肃竹认为,善恶各有归处,罪罚只及恶人。宋江只诛黄文炳、不牵黄文烨,精准践行了梁山惩恶扬善的聚义初心。
顾及民心,杜绝滥杀败坏名声
规避滥杀、顺应民心、维护梁山声誉,是宋江放过黄文烨的深层战略考量。梁山好汉起义聚义,核心旗号是替天行道、除暴安良,始终以惩治贪官恶吏、帮扶贫苦百姓立足江湖,民心所向、口碑声望是梁山发展的根基。黄文烨是无为军人人称颂的善人,深得当地百姓敬重与爱戴。

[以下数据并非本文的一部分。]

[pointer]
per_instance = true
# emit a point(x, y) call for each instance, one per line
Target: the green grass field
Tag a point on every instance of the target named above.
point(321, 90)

如若宋江一众不分青红皂白、牵连无辜,将贤良向善的黄文烨一并诛杀,便是滥杀无辜、善恶不辨,必然激起无为军百姓的不满与怨恨,彻底败坏梁山替天行道的名声,让好汉们沦为肆意杀伐的草寇,失去民心支持。放过黄文烨,既能精准惩治首恶、清算私仇,又能彰显梁山处事公道、善恶分明,赢得百姓认可,稳固梁山的江湖声望。
肃竹认为,得民心者得声势。宋江适度杀伐、不滥无辜,是立足长远、积攒人心的高明布局。
宋江诛杀黄文炳却特意放过黄文烨,是情义、善恶与大局多重考量下的明智抉择。黄文烨昔日善待宋江的恩情,是赦之有情;兄弟二人善恶殊途、品行迥异,是赦之有理;为顺应民心、杜绝滥杀、保全梁山声誉,是赦之有智。这一处置方式,充分展现了宋江恩怨分明、处事有度的格局,也生动诠释了梁山好汉替天行道、只诛奸邪、不害良善的聚义宗旨,让这场无为军复仇之战,多了几分公道与仁义的温度。